To that end, and in the same spirit that we provided some mechanical/structural reminders a while back after a significant earthquake in California, I’d like to pass along some tips that Johnson Controls sent out a few weeks ago. This sort of prep and contemplation is not something we always gravitate toward naturally, but there’s no denying the difference it can make in terms of performance, property, and possibly even lives.
Remember the domino effect on operations.
Consider the accumulated risks that result from “falling dominoes” in emergency situations. Develop a hazard assessment plan with a buildings expert to understand what may occur if a process fails and how to remedy a subsequent problem.

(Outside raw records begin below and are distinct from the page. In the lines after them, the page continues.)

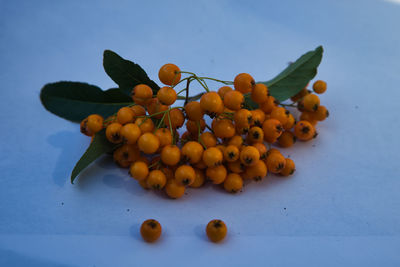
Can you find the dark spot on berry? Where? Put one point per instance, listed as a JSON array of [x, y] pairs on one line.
[[305, 129], [152, 224]]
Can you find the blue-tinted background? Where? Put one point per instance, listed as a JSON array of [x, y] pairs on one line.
[[340, 208]]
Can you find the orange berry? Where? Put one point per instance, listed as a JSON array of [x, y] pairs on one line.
[[268, 105], [192, 151], [193, 111], [233, 100], [304, 131], [95, 123], [320, 114], [216, 230], [156, 179], [169, 74], [170, 155], [167, 95], [185, 175], [287, 139], [174, 190], [125, 115], [319, 87], [233, 183], [146, 125], [224, 128], [208, 139], [164, 135], [223, 90], [258, 117], [256, 172], [216, 175], [231, 153], [113, 133], [211, 104], [259, 93], [139, 170], [244, 83], [148, 143], [142, 91], [212, 157], [255, 135], [130, 133], [249, 155], [289, 168]]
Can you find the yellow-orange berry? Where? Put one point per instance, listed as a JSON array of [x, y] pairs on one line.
[[244, 83], [319, 87], [216, 175], [185, 175], [169, 74], [148, 143], [233, 183], [259, 93], [289, 168]]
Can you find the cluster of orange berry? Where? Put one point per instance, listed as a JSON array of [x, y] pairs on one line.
[[235, 147]]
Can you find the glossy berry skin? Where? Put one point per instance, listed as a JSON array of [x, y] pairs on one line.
[[249, 155], [192, 152], [185, 175], [223, 90], [319, 87], [156, 179], [224, 129], [139, 170], [211, 104], [256, 172], [199, 179], [94, 123], [287, 139], [255, 135], [216, 175], [233, 100], [166, 95], [142, 92], [244, 83], [260, 93], [212, 157], [216, 230], [289, 168], [164, 135], [233, 183], [304, 131], [125, 115], [170, 155], [275, 162], [231, 153], [174, 190], [130, 133], [150, 230], [310, 102], [148, 143], [193, 111], [169, 74], [113, 133], [321, 113]]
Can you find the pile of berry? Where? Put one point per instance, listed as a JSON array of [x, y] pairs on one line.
[[234, 147]]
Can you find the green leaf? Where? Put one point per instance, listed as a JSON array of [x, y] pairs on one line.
[[75, 101], [296, 76], [125, 73], [99, 146]]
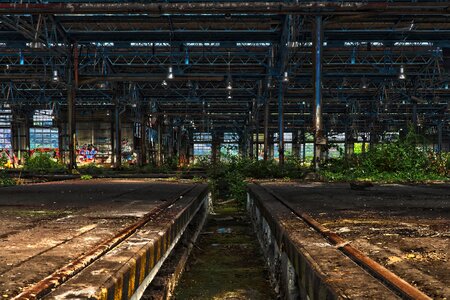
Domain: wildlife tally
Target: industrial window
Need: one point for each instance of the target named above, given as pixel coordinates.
(5, 128)
(287, 144)
(43, 138)
(43, 118)
(308, 150)
(202, 149)
(230, 137)
(5, 138)
(229, 149)
(202, 144)
(202, 137)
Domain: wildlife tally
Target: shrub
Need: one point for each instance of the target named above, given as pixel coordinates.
(5, 179)
(393, 162)
(43, 163)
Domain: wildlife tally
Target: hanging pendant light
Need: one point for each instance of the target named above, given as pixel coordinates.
(364, 83)
(402, 75)
(285, 76)
(55, 77)
(170, 73)
(229, 83)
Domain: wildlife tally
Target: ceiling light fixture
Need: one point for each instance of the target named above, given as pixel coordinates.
(170, 73)
(55, 77)
(402, 75)
(286, 77)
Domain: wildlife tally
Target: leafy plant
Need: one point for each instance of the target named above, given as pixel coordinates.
(43, 163)
(400, 161)
(86, 177)
(5, 179)
(91, 169)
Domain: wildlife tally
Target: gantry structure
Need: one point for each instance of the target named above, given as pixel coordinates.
(258, 68)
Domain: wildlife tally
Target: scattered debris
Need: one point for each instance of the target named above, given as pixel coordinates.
(223, 230)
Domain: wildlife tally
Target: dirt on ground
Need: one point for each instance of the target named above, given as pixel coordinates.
(45, 226)
(227, 262)
(405, 228)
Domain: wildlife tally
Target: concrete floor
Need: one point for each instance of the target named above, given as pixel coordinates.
(45, 226)
(406, 228)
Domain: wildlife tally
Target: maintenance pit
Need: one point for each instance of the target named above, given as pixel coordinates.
(50, 227)
(404, 228)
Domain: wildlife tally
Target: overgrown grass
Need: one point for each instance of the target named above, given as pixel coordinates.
(229, 179)
(42, 163)
(400, 161)
(5, 179)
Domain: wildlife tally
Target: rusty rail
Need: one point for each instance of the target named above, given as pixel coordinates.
(43, 287)
(303, 8)
(387, 277)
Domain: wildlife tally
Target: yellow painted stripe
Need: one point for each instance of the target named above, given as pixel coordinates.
(103, 294)
(118, 286)
(142, 267)
(132, 279)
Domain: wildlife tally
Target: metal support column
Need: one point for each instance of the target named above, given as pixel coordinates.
(117, 137)
(440, 127)
(280, 124)
(319, 139)
(143, 140)
(71, 122)
(266, 130)
(160, 152)
(71, 125)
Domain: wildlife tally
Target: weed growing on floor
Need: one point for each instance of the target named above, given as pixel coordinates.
(5, 179)
(400, 161)
(228, 179)
(86, 177)
(42, 163)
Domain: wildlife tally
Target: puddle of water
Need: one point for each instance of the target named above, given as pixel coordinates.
(227, 262)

Audit infrastructure now and avoid future risk.
Work with a buildings partner to assess your building or campus-wide infrastructure. Ensure that IT and various system integrations have the necessary redundancies designed into your buildings. Also consider developing a supply stockpile that may be needed during a severe weather event.

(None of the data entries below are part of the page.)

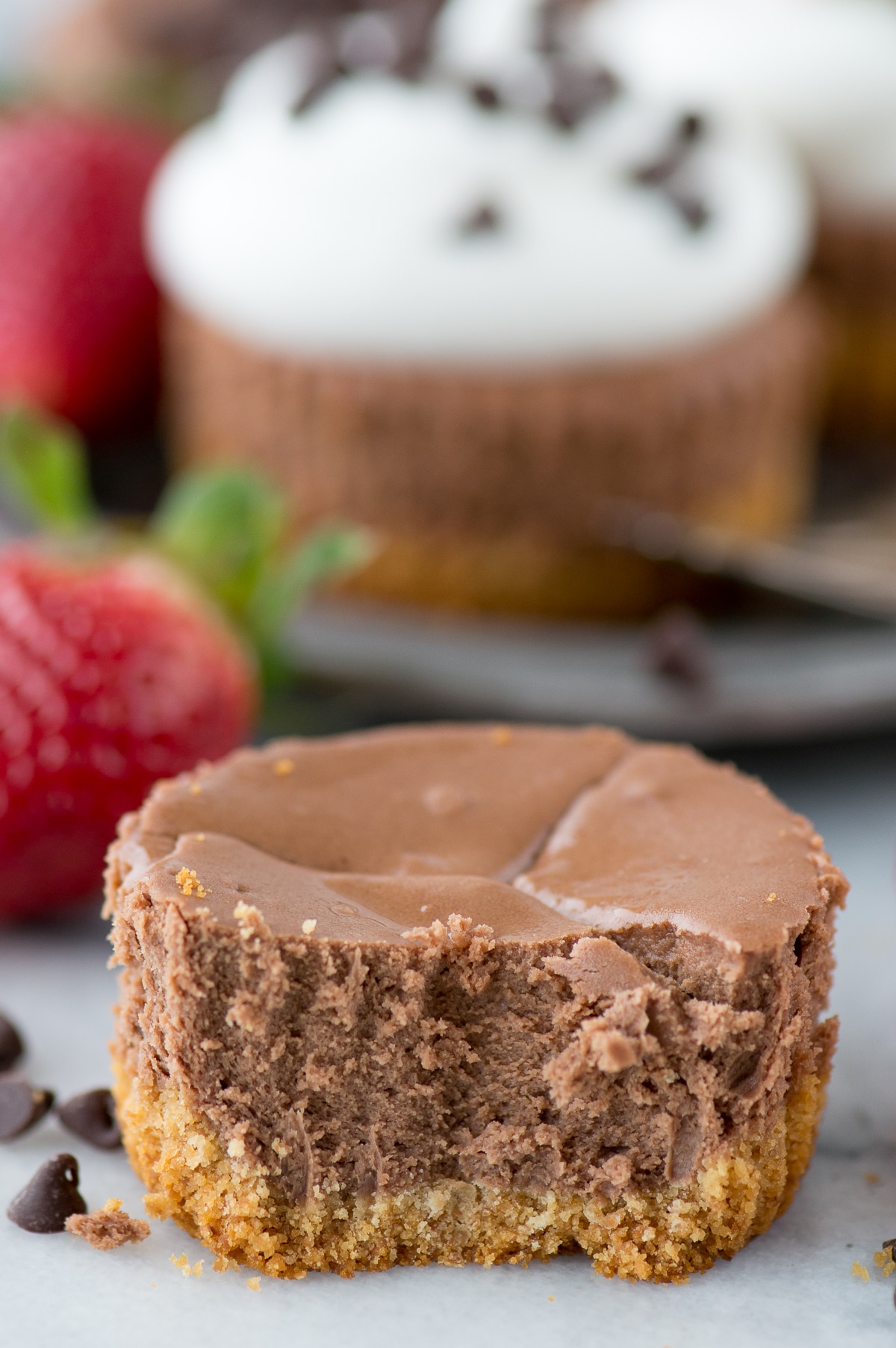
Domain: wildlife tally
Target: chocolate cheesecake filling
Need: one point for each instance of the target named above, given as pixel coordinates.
(531, 961)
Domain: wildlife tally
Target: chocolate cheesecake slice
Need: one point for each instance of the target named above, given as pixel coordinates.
(470, 994)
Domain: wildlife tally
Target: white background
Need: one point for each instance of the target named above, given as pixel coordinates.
(791, 1288)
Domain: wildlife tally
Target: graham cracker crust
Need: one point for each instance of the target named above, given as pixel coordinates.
(856, 276)
(663, 1235)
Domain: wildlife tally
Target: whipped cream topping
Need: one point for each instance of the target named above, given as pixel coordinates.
(464, 221)
(824, 72)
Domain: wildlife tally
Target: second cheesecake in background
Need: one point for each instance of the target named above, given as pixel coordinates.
(472, 309)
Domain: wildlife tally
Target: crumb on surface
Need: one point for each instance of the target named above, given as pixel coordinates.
(187, 882)
(184, 1264)
(108, 1227)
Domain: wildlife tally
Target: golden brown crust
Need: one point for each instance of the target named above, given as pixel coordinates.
(856, 274)
(489, 465)
(681, 1229)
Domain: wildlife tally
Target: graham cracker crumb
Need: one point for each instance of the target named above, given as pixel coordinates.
(665, 1237)
(184, 1264)
(187, 882)
(107, 1229)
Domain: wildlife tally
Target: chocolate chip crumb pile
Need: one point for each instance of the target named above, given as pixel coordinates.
(52, 1202)
(50, 1197)
(90, 1115)
(108, 1227)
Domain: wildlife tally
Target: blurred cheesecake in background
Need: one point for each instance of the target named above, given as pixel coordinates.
(476, 306)
(824, 72)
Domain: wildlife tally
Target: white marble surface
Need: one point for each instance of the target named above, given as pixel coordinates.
(790, 1288)
(22, 22)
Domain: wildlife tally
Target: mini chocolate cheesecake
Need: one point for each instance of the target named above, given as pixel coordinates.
(470, 994)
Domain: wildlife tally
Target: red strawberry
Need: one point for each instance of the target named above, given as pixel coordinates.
(112, 674)
(78, 311)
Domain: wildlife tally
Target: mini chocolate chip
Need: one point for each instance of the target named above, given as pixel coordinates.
(693, 211)
(11, 1045)
(92, 1116)
(691, 127)
(20, 1107)
(323, 65)
(487, 96)
(577, 92)
(49, 1197)
(484, 219)
(678, 649)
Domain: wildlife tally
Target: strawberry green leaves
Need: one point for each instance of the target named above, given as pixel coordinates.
(225, 527)
(43, 472)
(229, 529)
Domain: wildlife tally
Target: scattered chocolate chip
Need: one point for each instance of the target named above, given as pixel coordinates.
(323, 65)
(484, 219)
(92, 1116)
(415, 20)
(368, 42)
(577, 92)
(553, 22)
(50, 1197)
(487, 96)
(20, 1107)
(11, 1045)
(678, 649)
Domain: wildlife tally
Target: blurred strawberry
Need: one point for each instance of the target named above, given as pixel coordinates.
(78, 311)
(112, 674)
(120, 666)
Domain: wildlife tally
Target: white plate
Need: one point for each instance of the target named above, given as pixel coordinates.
(772, 680)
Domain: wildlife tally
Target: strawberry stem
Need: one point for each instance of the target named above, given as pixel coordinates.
(43, 470)
(229, 529)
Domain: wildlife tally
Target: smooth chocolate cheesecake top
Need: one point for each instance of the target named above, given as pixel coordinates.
(529, 830)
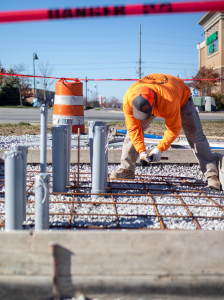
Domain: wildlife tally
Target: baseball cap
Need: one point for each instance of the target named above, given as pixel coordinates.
(143, 99)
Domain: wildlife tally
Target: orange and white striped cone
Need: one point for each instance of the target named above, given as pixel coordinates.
(68, 103)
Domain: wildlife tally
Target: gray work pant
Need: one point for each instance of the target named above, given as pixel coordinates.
(193, 130)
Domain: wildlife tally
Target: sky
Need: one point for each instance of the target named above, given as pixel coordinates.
(102, 47)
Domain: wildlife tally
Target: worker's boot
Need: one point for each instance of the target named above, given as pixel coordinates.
(123, 174)
(213, 182)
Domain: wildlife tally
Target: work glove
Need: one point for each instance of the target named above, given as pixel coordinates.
(155, 155)
(144, 159)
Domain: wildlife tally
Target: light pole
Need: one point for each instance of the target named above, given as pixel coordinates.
(34, 57)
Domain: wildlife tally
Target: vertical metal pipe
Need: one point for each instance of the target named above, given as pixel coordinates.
(86, 92)
(69, 144)
(42, 182)
(107, 127)
(24, 150)
(59, 157)
(43, 138)
(13, 190)
(98, 160)
(92, 125)
(139, 68)
(78, 157)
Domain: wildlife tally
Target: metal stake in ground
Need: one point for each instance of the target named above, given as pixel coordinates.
(59, 157)
(99, 160)
(24, 149)
(69, 142)
(43, 138)
(13, 190)
(42, 181)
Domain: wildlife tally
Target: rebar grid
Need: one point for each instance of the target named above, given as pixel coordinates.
(140, 203)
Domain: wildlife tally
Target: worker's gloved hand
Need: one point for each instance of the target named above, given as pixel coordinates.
(155, 154)
(144, 159)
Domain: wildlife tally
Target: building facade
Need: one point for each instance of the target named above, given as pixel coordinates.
(211, 50)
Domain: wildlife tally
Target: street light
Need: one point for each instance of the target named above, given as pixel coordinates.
(34, 57)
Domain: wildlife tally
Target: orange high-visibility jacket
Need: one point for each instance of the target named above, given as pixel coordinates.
(171, 94)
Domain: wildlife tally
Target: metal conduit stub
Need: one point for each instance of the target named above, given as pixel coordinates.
(68, 142)
(99, 163)
(43, 138)
(59, 157)
(24, 149)
(13, 190)
(42, 182)
(106, 155)
(91, 125)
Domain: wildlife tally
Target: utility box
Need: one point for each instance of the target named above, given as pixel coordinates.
(210, 104)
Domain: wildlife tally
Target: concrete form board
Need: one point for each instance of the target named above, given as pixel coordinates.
(114, 155)
(109, 265)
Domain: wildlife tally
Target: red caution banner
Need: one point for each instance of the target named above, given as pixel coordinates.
(104, 11)
(86, 79)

Assess your notification process.
During a weather or safety emergency, far too many institutions learn too late that their notification processes are outdated or unsuccessful. If your organization serves multiple building occupants, such as a college or large commercial building, consult with building experts to audit your mass notification technologies and resources. Educate your in-house emergency response teams on the latest compliance standards, especially as it relates to building evacuation process and protocol.
Contact information is critical.
When severe weather hits, you may not have access to your online contact directories or cell phone service. Understand, in advance, how you can reach a building expert for rental services such as emergency generators, chillers, and packaged equipment.
The document includes some tips in a cleanup environment, too. These include advice to simply avoid entering basements or mechanical rooms that may have standing water. The electrical risk is obvious; let appropriate parties use pumps and hoses to remove the water first.
A DIFFERENT SORT OF THREAT
A semi-related piece of local news caught my eye one afternoon after we finished last month’s issue (thanks, NBC29). A building at the University of Virginia’s hospital complex was shut down and personnel evacuated after alarms went off. The cause? A fire extinguisher fell off a wall, and as luck would have it, it reportedly managed to discharge into the ventilation system.
In the end, it just cost everybody a couple of hours and no real harm done. But I was impressed by the building automation / alarm setup for the building, and I was reminded of Howie McKew’s occasional reminders in these pages to consider your BAS protocol for protecting occupants in the case of a hazard introduced to the ventilation system. So there’s something else to plan for and review. Next month, I won’t try to make your daily to-do list any longer, I promise.